In doing so, I’m going to places that I won’t have been for a long time and re-discovering some long-lost tracks, many of which I think are worthy of sharing with you. The idea however, will only be to draw attention to singers/bands not featured here before (in as much they’re not listed in the big index on the right hand side). It’ll be an alphabetical run-through and most likely be an occasional feature as I don’t know as and when I’ll ne in tidy-up mode. But I have finished off the first letter of the alphabet….

mp3 : Airport Girl – Striking Out On Your Own

An example here of a band I only discovered via the internet, back in the days when I had time to scour round into all sorts of nooks and crannies in the days before I developed a fetish for blogging.  If you like your pop to have an indie-bent to it – and by that I mean the sort of fragile almost twee variety, then Airport Girl will tick your boxes. They burst onto the scene back in the very late 90s, releasing a handful of singles/EPs and one album on various indie labels of note, but particularly Fortuna Pop, before disappearing for a while and coming back in 2007 with an album called Slow Light, which is where I picked up on them.  The featured track however, dates back to 2000 and is a b-side.  It’s the greatest example of Bellshill-pop (BMX Bandits etc) to not come from that particular location.

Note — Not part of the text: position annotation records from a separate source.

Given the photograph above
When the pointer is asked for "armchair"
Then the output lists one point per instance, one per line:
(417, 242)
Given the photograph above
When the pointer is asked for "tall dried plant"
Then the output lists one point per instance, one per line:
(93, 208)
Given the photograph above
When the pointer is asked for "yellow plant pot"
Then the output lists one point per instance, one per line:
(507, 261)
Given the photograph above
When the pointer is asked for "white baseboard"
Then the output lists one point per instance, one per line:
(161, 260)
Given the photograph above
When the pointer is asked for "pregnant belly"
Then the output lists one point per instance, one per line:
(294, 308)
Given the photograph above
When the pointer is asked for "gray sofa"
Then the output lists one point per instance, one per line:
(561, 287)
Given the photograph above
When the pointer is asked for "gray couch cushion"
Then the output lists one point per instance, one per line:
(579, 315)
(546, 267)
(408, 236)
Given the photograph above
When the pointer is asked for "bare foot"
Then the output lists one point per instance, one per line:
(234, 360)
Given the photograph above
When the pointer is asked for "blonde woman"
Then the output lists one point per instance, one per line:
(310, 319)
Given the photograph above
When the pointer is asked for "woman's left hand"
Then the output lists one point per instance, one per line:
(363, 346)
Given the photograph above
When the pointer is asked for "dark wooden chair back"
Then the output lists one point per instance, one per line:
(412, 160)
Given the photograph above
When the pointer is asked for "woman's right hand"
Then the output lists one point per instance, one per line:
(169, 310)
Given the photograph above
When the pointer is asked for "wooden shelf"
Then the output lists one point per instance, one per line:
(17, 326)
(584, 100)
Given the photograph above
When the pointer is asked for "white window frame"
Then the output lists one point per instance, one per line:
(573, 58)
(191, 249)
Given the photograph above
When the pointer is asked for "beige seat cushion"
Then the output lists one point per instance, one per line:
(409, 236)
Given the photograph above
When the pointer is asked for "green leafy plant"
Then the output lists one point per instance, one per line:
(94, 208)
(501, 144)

mp3 : Alexi Murdoch – Song For You

I’m astonished that I’ve never included Alexi Murdoch here before – he was certainly on the old blog a fair few times.

Born in London in 1973 to a Greek father and Scottish-French mother, he lived in Greece until he was ten, when his family moved back to Britain, settling in Scotland. In 1992, he moved to America to study and it was on the west coast, in and around Los Angeles, that he began to build a reputation as a singer-songwriter of some note. He hasn’t been the most prolific of artists – one EP and two albums between 2002-2011, but it has all been of the very highest quality, The track above is from the 2006 album Time Without Consequence, but a version was originally on the 2002 EP Four Songs.

mp3 : Au Revoir Simone – Sad Song

Some low-fo electronic-pop courtesy of a Brooklyn-based female trio who, for a time on the mid-noughties, were top of the hipster’s lists of bands to latch onto. I’ve one album and one single from Au Revoir Simone in the collection – I didn’t quite get what all the fuss was about, but the featured track, from the 2007 LP The Bird Of Music is pleasant enough

mp3 : The Assembly – Never Never (12″)

After enjoying success with Depeche Mode and Yazoo, the synth-pop genius that is Vince Clarke decided he wanted to collaborate with singers on a one-ff basis under the moniker of The Assembly. First up was Feargal Sharkey, formerly of The Undertones, and the electro-ballad was a smash in the UK hitting #4 in late 1983 and showing a side to Sharkey that few imagined possible. There was no follow-up single from The Assembly, and after a one-off effort with Paul Quinn flopped, Clarke turned back to being part of a band, forming the hugely popular Erasure.

mp3 : The Arrogants – Shellshock

One of my worst habits is downloading covers of songs that I have in the collection but failing to pay much attention to who is doing the cover or where it’s from. This is an incredibly good and unexpected cover of the New Order song in that it’s stripped right down and turned into a near acoustic ballad with a lovely female vocal. Totally different from the original. Turns out The Arrogants were an American band who were around for a while at the turn of the century and this was recorded for an album of re-interpreted songs from the soundtrack to Pretty In Pink.

Hopefully today’s selections offer up something for everyone.